Хотелось бы это знать. Но я только спросил:
— А вы знакомы с Констанцией Реттиген? Он насторожился:
— Почему вы спрашиваете?
— Заметил ее фамилию в списке на дверях Чужака. Вот мне
и пришло в голову — не встречались ли вы, как те ночные корабли?
«Или купальщики, — подумал я, — он как-нибудь
выйдет из волн прибоя в три часа ночи, а она как раз отправится плавать».
Его тевтонский рот надменно покривился.
— Наш фильм «Скрещенные клинки» в двадцать шестом году
прогремел на всю Америку. В то лето о нашем романе кричали все газеты. Я был
величайшей любовью ее жизни.
— Значит, это вы… — начал было я, но вовремя
остановился, закончив про себя: «Значит, это вы, а не утопившийся директор
рассекли ей ножом связки на ногах, так что она год не могла ходить?»
Правда, прошлой ночью у меня не было возможности проверить,
есть ли у нее шрамы на ногах. А бегала Констанция так, что, похоже, эти
перерезанные связки — враки столетней давности.
— Вам тоже следует наведаться к А. Л. Чужаку, он мудрый
человек, истый последователь Дзэн, — сказал Хопвуд, садясь на
велосипед. — Кстати, он просил передать вам вот это.

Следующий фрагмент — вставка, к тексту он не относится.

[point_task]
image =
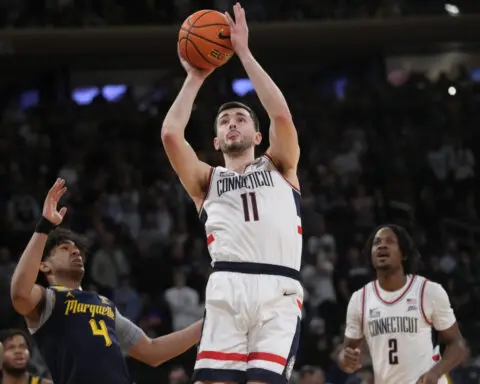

И он вынул из кармана пачку оберток от шоколадок, двенадцать
штук, аккуратно соединенных скрепкой. В основном от шоколадок «Кларк»,
«Хрустящий» и от шоколадных батончиков. Бумажки, которые я бездумно пускал по
ветру на берегу, а кто-то, оказывается, их подбирал.
— Он знает про вас все, — заявил Безумный Отто
Баварский и затрясся от беззвучного хохота. Я стыдливо взял конфетные обертки —
эти свидетельства моего поражения, — чувствуя, как еще десять лишних
фунтов нарастают у меня на боках.
— Приходите! — повторил свое приглашение
Хопвуд. — Покатаетесь на карусели. Проверите, правда ли, что невинный юный
Давид навеки повенчан со старым чертякой Калигулой. Придете?
И укатил в своем коричневом твидовом костюме и в коричневой
кепке, с улыбкой глядя только вперед.
А я пошел обратно к музею меланхолии, созданному А. Л.
Чужаком, и попробовал заглянуть внутрь через покрытое пылью окно.